As noted above, the 256x256 matrix multiplying a 256x1 vector is a DGEMV operation.   Although it is a valid DGEMM operation, the DGEMM code is heavily optimized for the data re-use that is available with multiple columns in both arguments, so it is probably not the most efficient way of handling this case -- perhaps by a fairly large ratio. 

It is possible to estimate how long a DGEMV of this size should run....

  • The 256x256 array of "real*8" variables occupies 512 KiB, which means that it is larger than L2, but smaller than L3.  
  • But in the OpenMP version above, each of the 8 threads will only access 1/8 of the array in order to update their portion of the output. 
    • This means that each thread will only access 512/8=64 KiB of data from the "a" array, which should fit easily into the 256 KiB private L2 cache of most recent Intel processors. 
  • The "v" and "v2" arrays are only 4KiB each, so they should stay in the L1 Data Cache.

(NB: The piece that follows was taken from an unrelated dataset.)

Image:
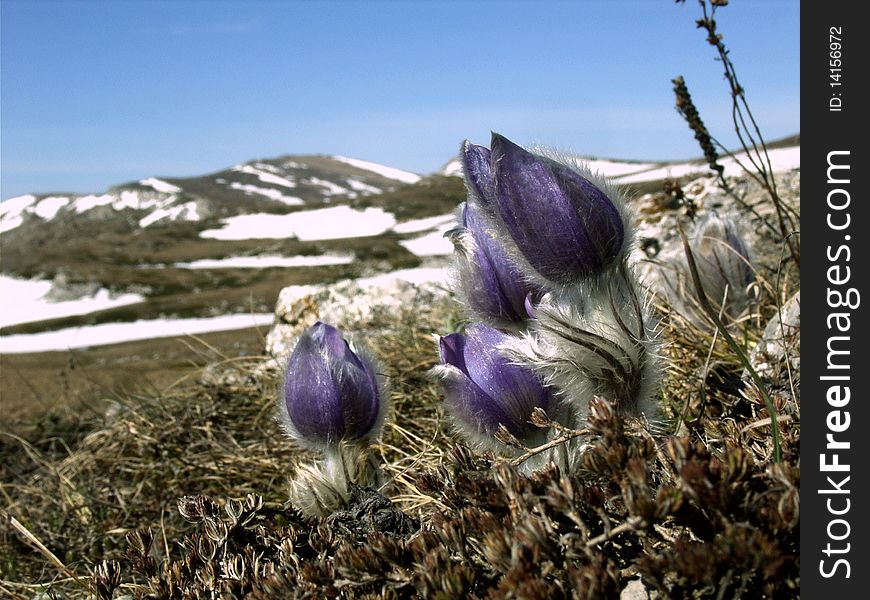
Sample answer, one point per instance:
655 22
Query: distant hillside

On Sandy Bridge and Ivy Bridge cores, I typically measure L2 bandwidth at about 14 Bytes/cycle per core.  With 8 threads, each thread will need to read 64 KiB (1/8 of the rows of array "a") each iteration, so 200,000 iterations means that each thread must read 13.1e9 bytes.  At 14 Bytes/cycle, this is just under 1 billion cycles, which is less than 1/2 second on a system running at 2 GHz or faster.    Haswell cores have about twice the L2 bandwidth, so should take about half as long.

 

TimP
Black Belt
49 Views

As you're using ifort, if you don't care to think about which BLAS function fits your matrix multiplication requirements, you can use the Fortran intrinsic MATMUL with the compile option -opt-matmul (implied by -O3) to have the choice of library entry points made by the compiler.

I guess the corresponding option in gfortran will never call dgemv, so there may be a case for choosing it explicitly.

When I saw this thread, I assumed a choice of dgemm on account of having multiple vectors (stored as a matrix) to process at one time.